Avis en a été donné aux avocats constitués qui ne s’y sont pas opposés.
Sandra PERALTA, Vice-Présidente, statuant en juge unique,assistée de Henriette DURO, Greffier.
DÉBATS
À l’audience du 06 Mai 2025 tenue en audience publique.
Après clôture des débats, avis a été donné aux avocats que le jugement serait rendu par mise à disposition au greffe le 10 Septembre 2025.
JUGEMENT
Rendu publiquement
Contradictoire
En premier ressort ne pouvant être frappé d’appel qu’avec le jugement statuant sur le fond
_________________
EXPOSÉ DU LITIGE
Par acte sous seing privé du 28 juin 2019, la S.C.I. FONCIERE HERMES a donné à bail commercial à la S.A.S. MASSO un local, sis [Adresse 3] à [Adresse 6] [Localité 1] pour une durée de 10 ans à compter du 1er juillet 2019 moyennant un loyer principal annuel de 48.000 euros, aux fins d’y exploiter une activité de « ESTHETIQUE, SOIN DE BEAUTE ».

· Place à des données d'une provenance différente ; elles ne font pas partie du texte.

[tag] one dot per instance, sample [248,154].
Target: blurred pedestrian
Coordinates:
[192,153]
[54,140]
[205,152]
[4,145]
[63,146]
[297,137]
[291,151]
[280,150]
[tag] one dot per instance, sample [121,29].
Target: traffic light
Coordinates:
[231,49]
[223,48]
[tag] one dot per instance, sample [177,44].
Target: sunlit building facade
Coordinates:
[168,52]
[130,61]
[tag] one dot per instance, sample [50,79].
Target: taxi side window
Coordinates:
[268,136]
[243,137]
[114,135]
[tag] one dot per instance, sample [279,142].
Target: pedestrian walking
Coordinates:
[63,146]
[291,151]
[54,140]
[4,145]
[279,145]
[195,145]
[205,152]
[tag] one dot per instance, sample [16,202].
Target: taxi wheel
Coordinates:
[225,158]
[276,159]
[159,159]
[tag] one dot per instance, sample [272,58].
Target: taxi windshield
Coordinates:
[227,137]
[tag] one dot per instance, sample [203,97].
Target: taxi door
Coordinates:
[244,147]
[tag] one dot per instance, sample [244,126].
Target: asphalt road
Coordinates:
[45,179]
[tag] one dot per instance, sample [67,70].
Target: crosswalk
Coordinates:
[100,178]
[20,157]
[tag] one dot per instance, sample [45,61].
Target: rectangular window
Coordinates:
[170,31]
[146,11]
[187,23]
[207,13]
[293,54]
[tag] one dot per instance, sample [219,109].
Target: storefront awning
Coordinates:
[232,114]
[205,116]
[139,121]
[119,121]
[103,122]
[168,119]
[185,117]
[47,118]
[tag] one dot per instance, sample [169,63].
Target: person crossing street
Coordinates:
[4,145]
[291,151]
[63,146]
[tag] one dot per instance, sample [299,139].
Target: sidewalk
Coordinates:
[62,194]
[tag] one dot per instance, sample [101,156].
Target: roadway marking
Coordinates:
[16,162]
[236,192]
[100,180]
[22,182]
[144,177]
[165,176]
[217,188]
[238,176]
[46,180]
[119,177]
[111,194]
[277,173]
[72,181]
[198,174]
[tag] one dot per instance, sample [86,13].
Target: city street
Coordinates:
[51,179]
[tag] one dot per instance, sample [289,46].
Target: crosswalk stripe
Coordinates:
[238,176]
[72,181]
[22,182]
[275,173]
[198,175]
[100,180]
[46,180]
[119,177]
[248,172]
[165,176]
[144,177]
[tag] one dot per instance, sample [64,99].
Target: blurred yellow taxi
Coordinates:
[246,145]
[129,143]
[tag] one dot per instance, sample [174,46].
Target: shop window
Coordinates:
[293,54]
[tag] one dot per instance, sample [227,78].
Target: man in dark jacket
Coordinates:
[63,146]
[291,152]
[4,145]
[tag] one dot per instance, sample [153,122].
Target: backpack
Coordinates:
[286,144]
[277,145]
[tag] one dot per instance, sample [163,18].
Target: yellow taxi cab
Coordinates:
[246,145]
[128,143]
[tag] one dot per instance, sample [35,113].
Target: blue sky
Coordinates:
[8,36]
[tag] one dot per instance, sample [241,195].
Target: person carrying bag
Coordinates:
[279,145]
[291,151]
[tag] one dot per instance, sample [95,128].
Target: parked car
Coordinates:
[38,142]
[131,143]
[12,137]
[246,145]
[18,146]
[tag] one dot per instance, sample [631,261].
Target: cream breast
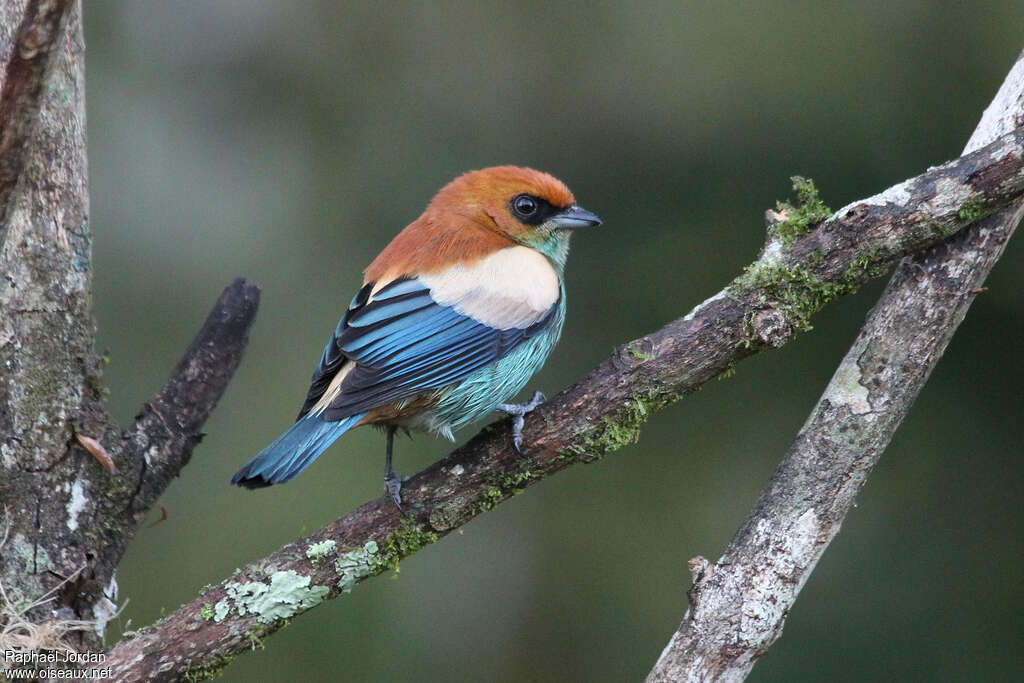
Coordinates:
[512,288]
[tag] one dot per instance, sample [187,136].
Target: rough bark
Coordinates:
[73,491]
[739,603]
[800,270]
[74,488]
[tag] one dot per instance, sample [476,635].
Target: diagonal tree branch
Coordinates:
[37,36]
[807,261]
[72,488]
[738,604]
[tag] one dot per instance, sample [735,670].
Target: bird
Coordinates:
[454,317]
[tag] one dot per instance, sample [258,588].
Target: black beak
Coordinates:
[574,217]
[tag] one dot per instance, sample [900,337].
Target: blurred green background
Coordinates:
[288,142]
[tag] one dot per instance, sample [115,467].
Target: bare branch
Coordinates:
[168,427]
[40,31]
[738,604]
[795,276]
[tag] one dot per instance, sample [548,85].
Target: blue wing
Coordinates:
[403,344]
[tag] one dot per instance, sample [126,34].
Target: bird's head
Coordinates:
[479,213]
[525,206]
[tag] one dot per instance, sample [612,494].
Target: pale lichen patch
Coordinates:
[76,504]
[690,315]
[287,594]
[356,564]
[846,389]
[898,195]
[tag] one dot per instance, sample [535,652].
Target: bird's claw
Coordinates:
[393,485]
[518,413]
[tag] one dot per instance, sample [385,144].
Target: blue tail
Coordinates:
[292,452]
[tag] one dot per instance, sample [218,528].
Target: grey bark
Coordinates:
[739,603]
[66,518]
[762,308]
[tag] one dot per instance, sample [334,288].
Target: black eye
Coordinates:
[524,206]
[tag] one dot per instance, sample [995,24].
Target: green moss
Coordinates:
[254,635]
[492,497]
[636,352]
[210,668]
[356,564]
[317,551]
[503,486]
[623,429]
[803,217]
[974,209]
[410,538]
[797,291]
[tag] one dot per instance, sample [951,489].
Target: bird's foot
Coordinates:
[518,413]
[393,485]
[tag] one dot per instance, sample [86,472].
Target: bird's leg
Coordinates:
[391,480]
[518,412]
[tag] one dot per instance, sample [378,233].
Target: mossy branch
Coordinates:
[738,604]
[795,276]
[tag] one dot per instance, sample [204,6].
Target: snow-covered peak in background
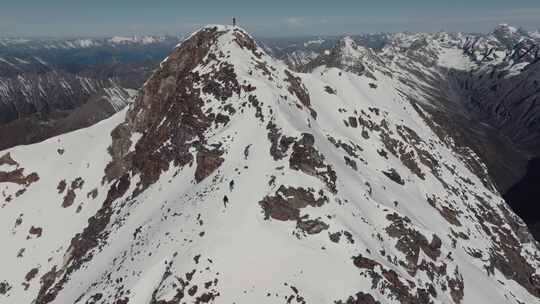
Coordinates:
[232,179]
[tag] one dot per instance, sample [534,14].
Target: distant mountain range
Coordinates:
[367,169]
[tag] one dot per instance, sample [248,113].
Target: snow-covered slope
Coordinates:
[232,179]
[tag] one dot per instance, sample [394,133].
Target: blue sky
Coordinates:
[270,18]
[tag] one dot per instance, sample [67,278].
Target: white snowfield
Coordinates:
[362,202]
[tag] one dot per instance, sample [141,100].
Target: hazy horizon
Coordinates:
[99,19]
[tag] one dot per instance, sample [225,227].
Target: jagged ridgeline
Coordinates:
[233,179]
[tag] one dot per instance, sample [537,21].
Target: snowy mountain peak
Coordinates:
[232,179]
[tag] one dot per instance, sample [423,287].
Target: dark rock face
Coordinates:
[524,197]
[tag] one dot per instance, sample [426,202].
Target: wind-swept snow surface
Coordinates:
[232,179]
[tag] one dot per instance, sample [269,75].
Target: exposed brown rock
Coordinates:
[307,159]
[35,231]
[207,162]
[297,88]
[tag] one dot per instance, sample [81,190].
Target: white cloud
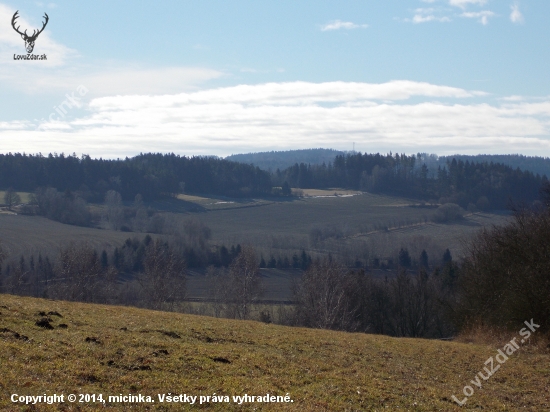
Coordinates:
[483,16]
[464,3]
[338,24]
[425,15]
[293,115]
[515,15]
[419,18]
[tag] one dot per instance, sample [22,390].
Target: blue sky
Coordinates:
[222,77]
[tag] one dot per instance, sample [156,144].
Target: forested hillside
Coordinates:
[272,161]
[150,175]
[484,185]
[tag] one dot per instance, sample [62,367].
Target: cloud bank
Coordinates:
[338,25]
[401,116]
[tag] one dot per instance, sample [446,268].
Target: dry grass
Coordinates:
[113,350]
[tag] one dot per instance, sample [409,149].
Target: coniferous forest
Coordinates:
[486,185]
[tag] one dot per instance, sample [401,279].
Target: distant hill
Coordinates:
[271,161]
[281,160]
[535,164]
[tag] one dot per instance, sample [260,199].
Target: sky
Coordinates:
[213,77]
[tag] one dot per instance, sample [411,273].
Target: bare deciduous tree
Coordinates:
[244,283]
[11,198]
[163,282]
[115,214]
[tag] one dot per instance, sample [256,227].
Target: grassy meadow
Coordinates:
[93,349]
[366,224]
[32,234]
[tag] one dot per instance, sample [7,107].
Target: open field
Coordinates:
[381,224]
[364,226]
[115,350]
[327,192]
[277,284]
[32,234]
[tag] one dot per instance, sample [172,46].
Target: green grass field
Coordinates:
[25,196]
[112,350]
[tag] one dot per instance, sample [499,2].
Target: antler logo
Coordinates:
[29,40]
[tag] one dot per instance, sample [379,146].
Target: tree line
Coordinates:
[481,184]
[152,175]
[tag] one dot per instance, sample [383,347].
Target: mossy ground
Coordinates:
[113,350]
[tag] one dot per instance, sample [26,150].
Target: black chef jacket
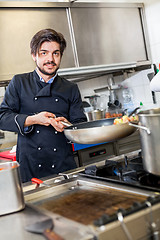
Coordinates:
[41,151]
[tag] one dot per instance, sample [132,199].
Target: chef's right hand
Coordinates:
[42,118]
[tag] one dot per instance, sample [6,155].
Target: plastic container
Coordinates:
[128,100]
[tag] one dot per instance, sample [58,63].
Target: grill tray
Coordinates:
[86,201]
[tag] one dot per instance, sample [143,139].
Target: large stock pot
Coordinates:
[149,127]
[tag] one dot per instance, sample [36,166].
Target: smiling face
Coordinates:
[48,59]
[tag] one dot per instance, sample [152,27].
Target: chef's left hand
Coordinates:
[57,124]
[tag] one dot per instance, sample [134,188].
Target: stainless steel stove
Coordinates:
[128,171]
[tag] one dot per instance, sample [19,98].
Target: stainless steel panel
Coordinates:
[18,25]
[108,35]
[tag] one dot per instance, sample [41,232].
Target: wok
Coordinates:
[99,131]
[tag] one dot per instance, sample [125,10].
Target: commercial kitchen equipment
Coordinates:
[113,198]
[97,131]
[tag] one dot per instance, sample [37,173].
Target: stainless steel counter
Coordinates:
[13,225]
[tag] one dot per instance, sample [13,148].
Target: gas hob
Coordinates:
[128,171]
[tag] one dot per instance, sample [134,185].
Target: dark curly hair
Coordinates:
[47,35]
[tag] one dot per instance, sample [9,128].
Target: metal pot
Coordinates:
[149,126]
[95,115]
[11,199]
[97,131]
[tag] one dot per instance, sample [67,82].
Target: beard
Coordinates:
[45,72]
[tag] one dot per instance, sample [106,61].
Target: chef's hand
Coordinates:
[42,118]
[46,119]
[57,124]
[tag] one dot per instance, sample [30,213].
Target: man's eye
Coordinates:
[56,53]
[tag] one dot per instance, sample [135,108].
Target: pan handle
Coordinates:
[141,127]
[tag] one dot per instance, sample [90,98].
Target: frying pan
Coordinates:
[98,131]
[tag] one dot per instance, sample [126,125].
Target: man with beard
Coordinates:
[34,105]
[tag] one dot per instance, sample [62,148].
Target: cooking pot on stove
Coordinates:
[149,127]
[95,115]
[11,193]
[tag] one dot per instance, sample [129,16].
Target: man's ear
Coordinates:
[34,57]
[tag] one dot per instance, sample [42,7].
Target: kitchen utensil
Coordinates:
[12,199]
[95,115]
[97,131]
[149,127]
[38,182]
[93,100]
[44,227]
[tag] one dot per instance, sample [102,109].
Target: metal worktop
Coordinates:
[13,225]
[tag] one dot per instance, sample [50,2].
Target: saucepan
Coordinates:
[149,127]
[98,131]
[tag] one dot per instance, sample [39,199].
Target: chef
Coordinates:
[34,105]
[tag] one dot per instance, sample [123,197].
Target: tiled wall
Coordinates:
[139,82]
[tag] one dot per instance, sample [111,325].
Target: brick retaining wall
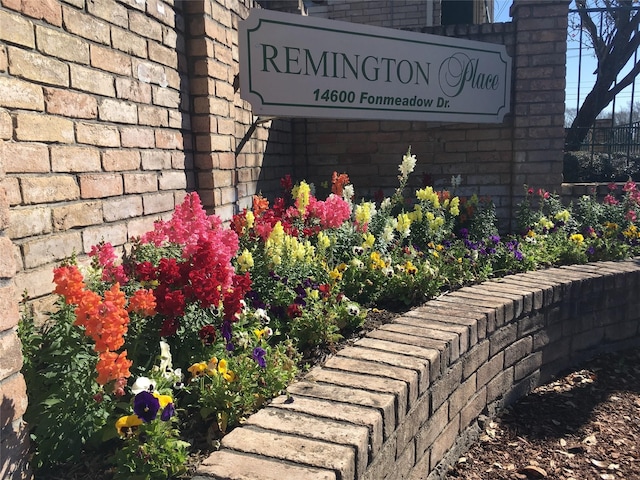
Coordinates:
[403,402]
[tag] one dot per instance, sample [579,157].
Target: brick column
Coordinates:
[14,438]
[538,94]
[212,72]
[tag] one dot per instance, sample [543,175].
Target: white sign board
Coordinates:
[298,66]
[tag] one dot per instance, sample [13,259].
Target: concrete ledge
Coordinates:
[404,402]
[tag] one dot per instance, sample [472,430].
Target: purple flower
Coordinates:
[167,412]
[226,330]
[258,355]
[146,406]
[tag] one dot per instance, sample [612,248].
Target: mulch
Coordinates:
[585,425]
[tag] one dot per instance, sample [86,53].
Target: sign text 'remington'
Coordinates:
[296,66]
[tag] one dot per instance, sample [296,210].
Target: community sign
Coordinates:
[299,66]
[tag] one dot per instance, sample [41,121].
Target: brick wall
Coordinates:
[13,432]
[94,126]
[236,153]
[400,14]
[404,401]
[495,160]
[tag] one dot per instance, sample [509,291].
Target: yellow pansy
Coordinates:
[377,261]
[251,219]
[197,369]
[324,241]
[368,240]
[127,421]
[562,216]
[223,369]
[577,238]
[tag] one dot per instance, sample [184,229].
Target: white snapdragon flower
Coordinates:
[456,181]
[408,164]
[347,193]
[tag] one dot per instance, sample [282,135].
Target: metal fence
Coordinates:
[613,139]
[617,131]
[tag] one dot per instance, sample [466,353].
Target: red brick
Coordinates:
[324,455]
[117,111]
[153,116]
[172,180]
[25,157]
[75,159]
[157,203]
[15,93]
[13,392]
[96,134]
[130,89]
[48,10]
[119,160]
[7,262]
[120,208]
[109,11]
[140,182]
[29,222]
[100,185]
[16,29]
[164,55]
[43,128]
[10,353]
[229,464]
[76,215]
[92,81]
[70,104]
[46,189]
[9,305]
[169,139]
[51,248]
[4,208]
[33,66]
[156,160]
[128,42]
[85,26]
[110,60]
[61,45]
[137,137]
[11,186]
[116,234]
[145,26]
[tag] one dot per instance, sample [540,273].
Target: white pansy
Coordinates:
[165,357]
[262,315]
[407,165]
[143,384]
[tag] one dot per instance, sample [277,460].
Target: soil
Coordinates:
[585,425]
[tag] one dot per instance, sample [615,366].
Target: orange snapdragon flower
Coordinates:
[142,302]
[69,283]
[338,183]
[112,366]
[260,204]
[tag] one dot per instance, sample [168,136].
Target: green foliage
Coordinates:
[154,452]
[67,411]
[218,321]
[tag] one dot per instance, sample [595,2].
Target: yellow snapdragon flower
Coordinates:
[301,193]
[245,261]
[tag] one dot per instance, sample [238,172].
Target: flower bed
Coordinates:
[166,347]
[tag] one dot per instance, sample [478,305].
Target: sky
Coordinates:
[586,67]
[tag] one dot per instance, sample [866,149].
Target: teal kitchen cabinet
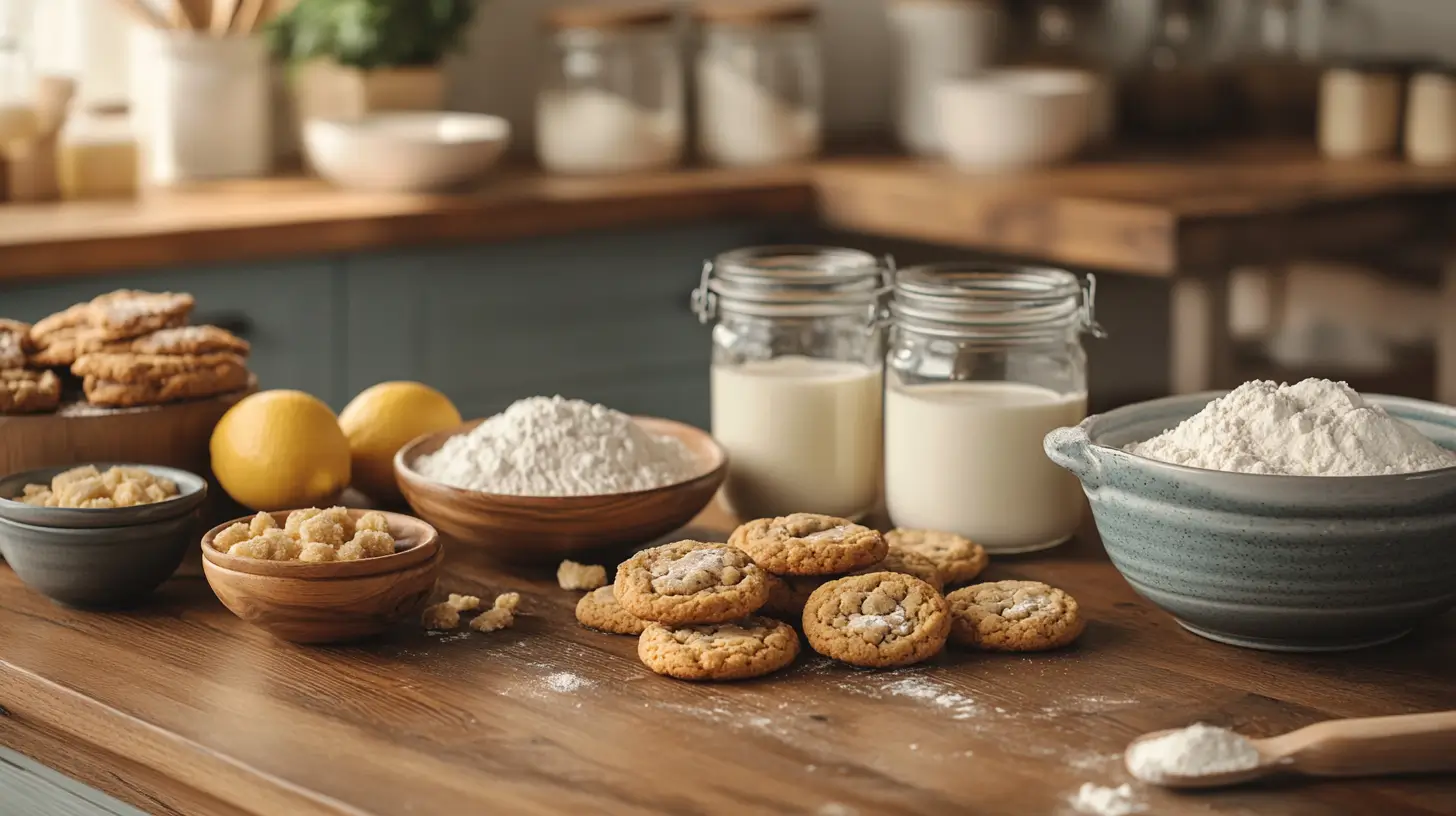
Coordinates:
[289,311]
[600,316]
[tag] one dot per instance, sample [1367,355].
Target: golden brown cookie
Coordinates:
[1014,617]
[958,558]
[808,544]
[909,563]
[690,582]
[599,609]
[128,367]
[734,650]
[877,620]
[192,385]
[28,392]
[15,344]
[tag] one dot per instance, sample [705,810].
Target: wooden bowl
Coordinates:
[328,602]
[530,529]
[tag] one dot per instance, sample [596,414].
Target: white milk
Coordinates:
[802,436]
[967,458]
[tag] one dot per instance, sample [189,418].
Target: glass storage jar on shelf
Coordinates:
[759,82]
[983,362]
[797,379]
[610,98]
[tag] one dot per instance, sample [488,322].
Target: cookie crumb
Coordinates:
[581,576]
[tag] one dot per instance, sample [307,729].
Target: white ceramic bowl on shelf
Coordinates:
[1015,118]
[405,152]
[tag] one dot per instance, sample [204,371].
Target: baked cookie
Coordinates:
[28,392]
[128,367]
[1014,617]
[958,558]
[599,609]
[808,544]
[877,620]
[909,563]
[15,344]
[192,385]
[750,647]
[690,582]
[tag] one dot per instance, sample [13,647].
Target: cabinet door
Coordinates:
[600,316]
[287,311]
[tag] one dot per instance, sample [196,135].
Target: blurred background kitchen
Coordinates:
[1263,187]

Par acte extrajudiciaire du 21 juillet 2023, la S.A.S. MASSO a assigné la S.C.I. FONCIERE HERMES devant la présente juridiction, aux fins de :
« CONDAMNER la SCI FONCIERE HERMES à verser à la société MASSO la somme de 7.240 euros au titre du remboursement des provisions sur charges concernant les exercices 2019 et 2022
CONDAMNER la SCI FONCIERE HERMES à verser à la société MASSO la somme de 9.570,16 euros au titre du remboursement des charges appelées sur les exercices 2020 et 202l,
CONDAMNER la SCI FONCIERE HERMES à verser à la société MASSO la somme de 4.400 euros au titre du remboursement des provisions surcharges indûment versées sur l’exercice 2023,
JUGER que la provision sur charge pour la fin de l’exercice doit être ramené à un montant mensuel de 150 euros,
CONDAMNER la SCI FONCIERE HERMES à verser à la société MASSO la somme de 996,91 euros au titre du remboursement des charges indûment répercutées au preneur,
CONDAMNER la SCI FONCIERE HERMES à opérer une compensation des sommes et régulariser le compte locatif de la société MASSO,
CONDAMNER la SCI FONCIERE HERMES à verser à la société MASSO la somme de 3.000 euros à titre des dommages et intérêts,
CONDAMNER la SCI FONCIERE HERMES à verser à la société MASSO la somme de 2.000 euros au titre de l’article 700 du Code de procédure civile,
CONDAMNER la SCI FONCIERE HERMES aux dépens d’instance,".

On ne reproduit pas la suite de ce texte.